ココナッツの香り

  風呂上がりにボディクリームを塗っていてると、ふいに泣きそうになる。ああ、そうだ。これはハワイのホテルでもらったものだ。ホテルの無駄に広いバスルームが思い浮かぶ。石鹸も何もかもココナッツの香りで気にいって、持って帰ってきた。

 膝にボディクリームを塗りながら、鼻水をすする。ああ、そうだ。この膝の傷は、去年、海ではしゃいだときに岩で切ったのだ。ココナッツの香りがふわりと立ち上り、海が目の前に広がってきた。

 去年の夏休みは一週間、ハワイ島コナに行って、海で遊び倒してきた。コナは本当に小さな町で、特にすることはない。毎日のんびりと街をぶらぶらして、食事はカフェでガーリックシュリンプやパンケーキを好きなだけ食べた。ピザをテイクアウトしたり、スーパーで寿司を買ってきて、炭水化物を気にせず食べる。

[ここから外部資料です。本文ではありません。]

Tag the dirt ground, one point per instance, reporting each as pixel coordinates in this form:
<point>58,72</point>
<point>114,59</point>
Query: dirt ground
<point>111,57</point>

 町のどこを歩いても、海が近くて、町の人は親切でとても陽気だった。帰りは、日本の台風で帰れなくなり、屋根がないすけすけのオープンな空港で、くそ甘いけど美味しいシナモンロールと薄い緑茶で、飛行機が飛ぶのを待った。

 今年もあのハワイ島に行って、またコナの町でのんびりとしたい。そう思っていた。飛行機遅延のお詫びでクーポンをもらったのだ。ホテルまで予約していたけれど、私はたぶん夏になっても日本から出られない。

 ココナッツの香りが私をハワイに連れて行こうとしている。